Quick start
===========

    >>> from unittest import TestCase
    >>> t = TestCase()
    >>> t.maxDiff = None


.. _tutorial-parsing:

Parsing
-------

.. py:currentmodule:: luqum.parser

To parse a query you need to import the :py:data:`parser`, and give it a string to parse::

    >>> from luqum.parser import parser
    >>> tree = parser.parse('(title:"foo bar" AND body:"quick fox") OR title:fox')

You'll get an object which is a tree, made of the elements composing the query::

    >>> print(repr(tree))
    OrOperation(Group(AndOperation(SearchField('title', Phrase('"foo bar"')), SearchField('body', Phrase('"quick fox"')))), SearchField('title', Word('fox')))

This can be viewed like that:

.. graphviz::

   digraph foo {
     or1 [label="OrOperation"];
     group1 [label="Group"];
     and1 [label="AndOperation"];
     search_title1 [label="SearchField\ntitle"];
     foo_bar [label="Phrase\nfoo bar"];
     search_body [label="SearchField\nbody"];
     quick_fox [label="Phrase\nquick fox"];
     search_title2 [label="SearchField\ntitle"];
     fox [label="Word\nfox"];
     or1 -> group1;
     or1 -> search_title2;
     group1 -> and1;
     and1 -> search_title1;
     and1 -> search_body;
     search_title1 -> foo_bar;
     search_body -> quick_fox;
     search_title2 -> fox;
   }


You can convert it back to a query using the standard ``str`` method from python::

    >>> print(str(tree))
    (title:"foo bar" AND body:"quick fox") OR title:fox

Manipulating
------------

One of the goal of luqum is to be able to manipulate queries.

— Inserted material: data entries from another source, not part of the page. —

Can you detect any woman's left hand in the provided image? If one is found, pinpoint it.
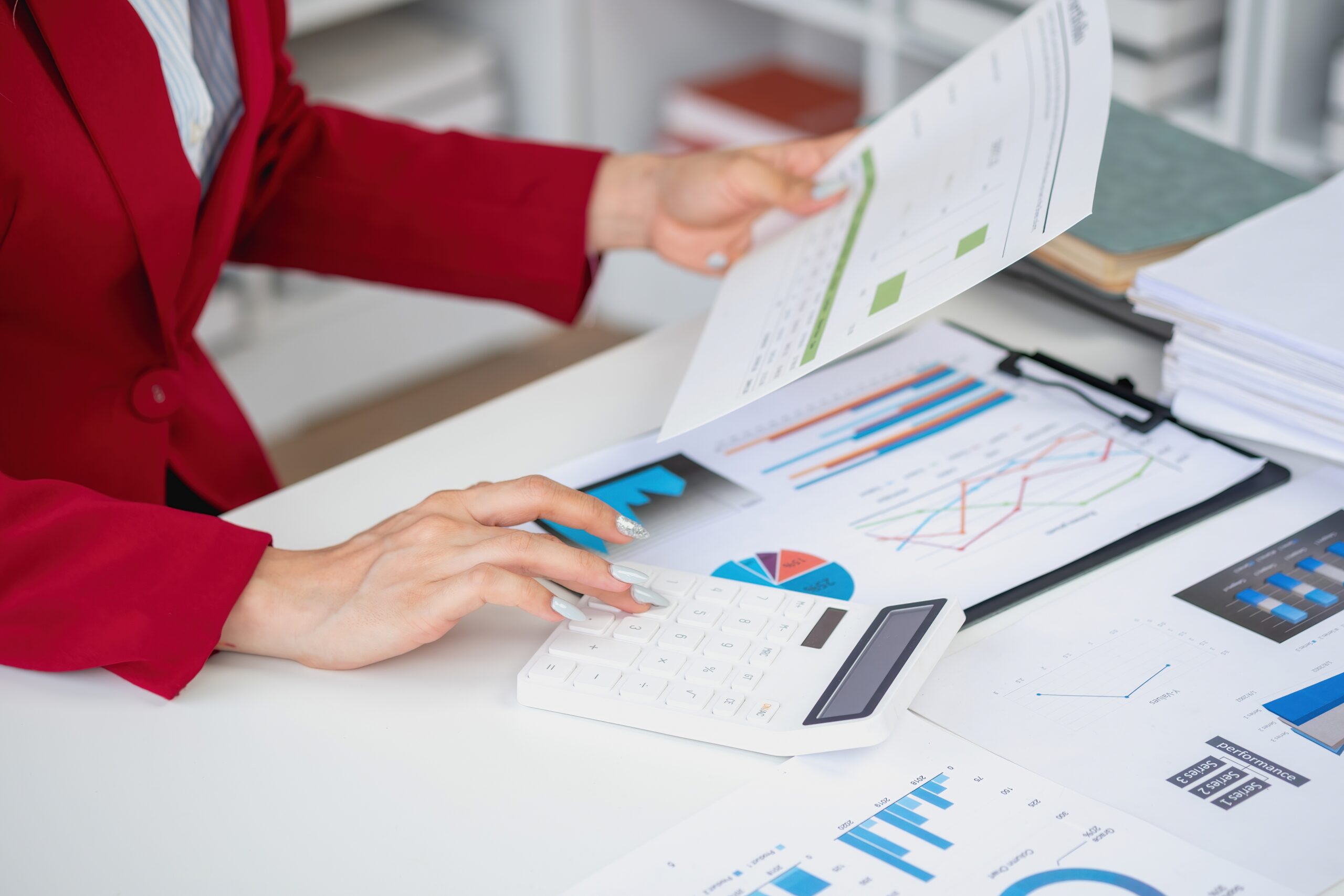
[587,130,857,273]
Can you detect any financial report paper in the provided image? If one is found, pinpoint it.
[567,715,1292,896]
[534,322,1263,618]
[914,468,1344,893]
[662,0,1111,439]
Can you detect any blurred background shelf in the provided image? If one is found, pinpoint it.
[199,0,1344,475]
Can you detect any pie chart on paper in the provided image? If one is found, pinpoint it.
[713,550,854,600]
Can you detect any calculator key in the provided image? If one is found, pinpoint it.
[738,591,783,613]
[527,657,574,685]
[719,610,766,636]
[695,579,742,603]
[704,633,751,660]
[658,626,704,653]
[710,693,746,719]
[640,650,686,678]
[621,673,668,702]
[729,669,765,693]
[667,684,713,709]
[567,613,615,634]
[637,600,677,622]
[650,570,695,598]
[550,631,640,669]
[747,700,780,724]
[676,600,723,629]
[574,666,621,693]
[612,615,660,644]
[747,644,780,668]
[686,657,732,685]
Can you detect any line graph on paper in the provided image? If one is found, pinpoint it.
[994,619,1226,731]
[850,426,1172,559]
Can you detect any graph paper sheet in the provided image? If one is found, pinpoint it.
[662,0,1111,439]
[534,322,1258,618]
[567,716,1292,896]
[914,468,1344,893]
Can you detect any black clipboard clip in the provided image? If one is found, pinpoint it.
[999,351,1172,433]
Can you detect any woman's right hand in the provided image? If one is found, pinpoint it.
[219,476,665,669]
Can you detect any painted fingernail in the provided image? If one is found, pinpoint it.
[812,180,847,200]
[612,563,649,584]
[631,584,672,607]
[551,598,587,622]
[615,516,649,539]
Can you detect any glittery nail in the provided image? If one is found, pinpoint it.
[615,516,649,539]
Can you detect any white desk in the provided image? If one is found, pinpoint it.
[0,281,1310,896]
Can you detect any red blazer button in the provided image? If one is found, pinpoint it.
[130,367,185,422]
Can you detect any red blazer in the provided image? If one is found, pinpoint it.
[0,0,600,697]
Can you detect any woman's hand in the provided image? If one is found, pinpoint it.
[219,476,667,669]
[587,130,857,273]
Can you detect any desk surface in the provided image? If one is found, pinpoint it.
[0,279,1312,896]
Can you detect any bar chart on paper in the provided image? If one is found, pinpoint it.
[569,716,1289,896]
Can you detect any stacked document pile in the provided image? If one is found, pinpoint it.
[1129,176,1344,462]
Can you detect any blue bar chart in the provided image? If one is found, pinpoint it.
[754,774,953,896]
[1176,511,1344,642]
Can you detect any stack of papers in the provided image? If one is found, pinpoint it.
[1129,176,1344,462]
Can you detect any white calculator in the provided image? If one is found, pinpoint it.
[518,560,965,756]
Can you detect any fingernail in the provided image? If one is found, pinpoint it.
[551,598,587,622]
[615,516,649,539]
[631,584,672,607]
[612,563,649,584]
[812,180,847,200]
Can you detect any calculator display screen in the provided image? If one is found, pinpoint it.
[804,600,943,724]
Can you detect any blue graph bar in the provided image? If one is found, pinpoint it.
[881,817,951,849]
[793,394,1013,490]
[878,806,929,825]
[770,867,831,896]
[1236,588,1306,623]
[838,834,933,892]
[914,789,951,809]
[854,825,910,856]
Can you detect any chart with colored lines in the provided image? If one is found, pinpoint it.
[1176,511,1344,642]
[852,426,1173,553]
[713,550,854,600]
[993,622,1223,731]
[567,715,1290,896]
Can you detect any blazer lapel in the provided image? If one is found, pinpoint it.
[28,0,200,360]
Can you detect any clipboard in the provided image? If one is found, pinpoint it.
[949,321,1292,625]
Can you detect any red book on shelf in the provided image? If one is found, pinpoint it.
[663,60,860,149]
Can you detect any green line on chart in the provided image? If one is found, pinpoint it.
[868,271,906,317]
[957,224,989,258]
[799,149,878,367]
[854,458,1153,529]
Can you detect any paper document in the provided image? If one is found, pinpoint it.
[567,716,1292,896]
[662,0,1111,439]
[534,322,1263,618]
[914,469,1344,893]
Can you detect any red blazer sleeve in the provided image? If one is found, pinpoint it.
[233,0,602,321]
[0,474,270,697]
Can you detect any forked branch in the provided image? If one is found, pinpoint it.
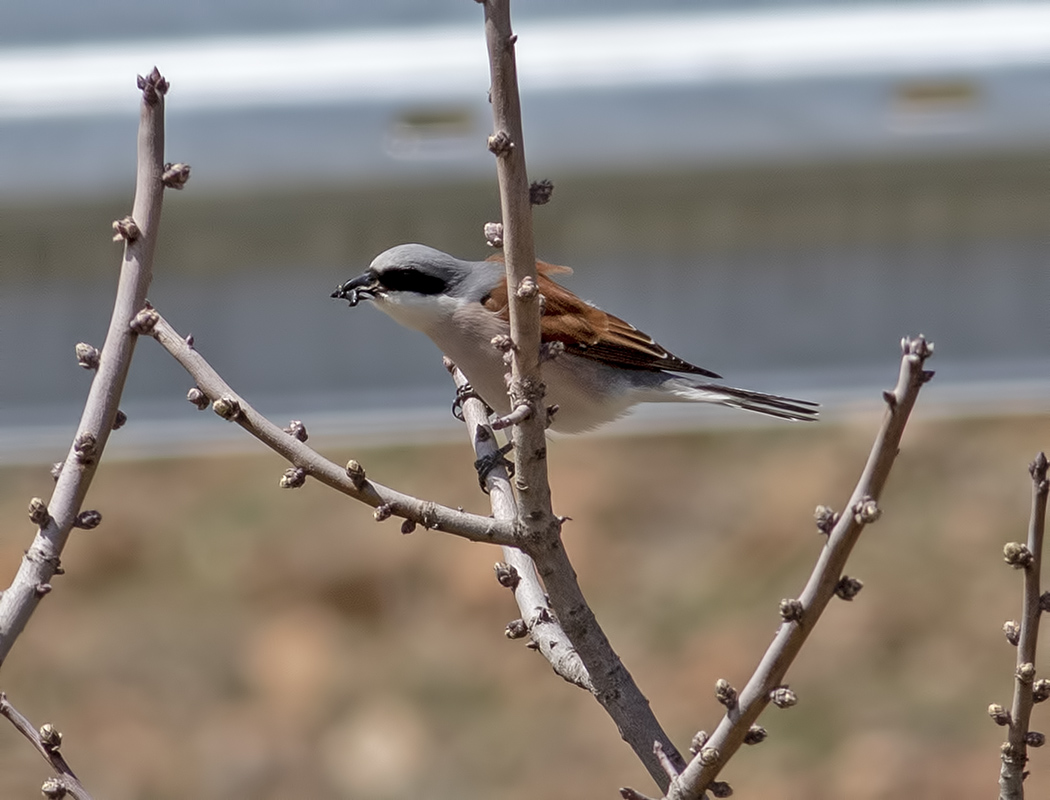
[621,336,933,800]
[149,310,515,545]
[479,0,685,787]
[988,452,1050,800]
[0,67,168,662]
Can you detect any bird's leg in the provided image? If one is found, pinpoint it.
[474,442,515,494]
[453,383,492,422]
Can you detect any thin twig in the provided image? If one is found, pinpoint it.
[453,367,594,692]
[0,692,91,800]
[150,314,515,544]
[999,452,1048,800]
[667,336,933,800]
[483,0,559,534]
[481,0,686,790]
[0,67,168,664]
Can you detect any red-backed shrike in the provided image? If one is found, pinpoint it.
[332,245,817,434]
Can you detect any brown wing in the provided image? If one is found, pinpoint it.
[485,256,721,378]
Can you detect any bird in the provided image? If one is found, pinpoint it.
[332,244,819,434]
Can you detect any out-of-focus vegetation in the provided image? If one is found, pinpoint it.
[0,413,1050,800]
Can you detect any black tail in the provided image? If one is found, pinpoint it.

In the previous request we can modify ``"foo bar"`` for ``"lazy dog"``::

    >>> tree.children[0].children[0].children[0].children[0].value = '"lazy dog"'
    >>> print(str(tree))
    (title:"lazy dog" AND body:"quick fox") OR title:fox

That was a bit tedious and also very specific to this tree.
Usually you will use recursion and visitor pattern to do such things.

.. py:currentmodule:: luqum.visitor

Luqum does provide some helpers like :py:class:`TreeTransformer` for this::

    >>> from luqum.visitor import TreeTransformer
    >>> class MyTransformer(TreeTransformer):
    ...     def visit_search_field(self, node, context):
    ...         if node.expr.value == '"lazy dog"':
    ...             new_node = node.clone_item()
    ...             new_node.expr = node.expr.clone_item(value = '"back to foo bar"')
    ...             yield new_node
    ...         else:
    ...             yield from self.generic_visit(node, context)
    ...
    >>> transformer = MyTransformer()
    >>> new_tree = transformer.visit(tree)
    >>> print(str(new_tree))
    (title:"back to foo bar" AND body:"quick fox") OR title:fox

.. _tutorial-elastic:

Transforming to elastic query
-----------------------------

Luqum also offers you to transform Lucene queries to `Elasticsearch queries DSL`_.

This is useful to extend capacities of Lucene queries and get the best out of elastic search.

The hard way
.............

To help interpret the requests,
we need to pass a list of fields to consider as terms (as opposed to full text searches).
We may also pass default operator, and default fields::

    >>> from luqum.elasticsearch import ElasticsearchQueryBuilder
    >>> es_builder = ElasticsearchQueryBuilder(not_analyzed_fields=["published", "tag"])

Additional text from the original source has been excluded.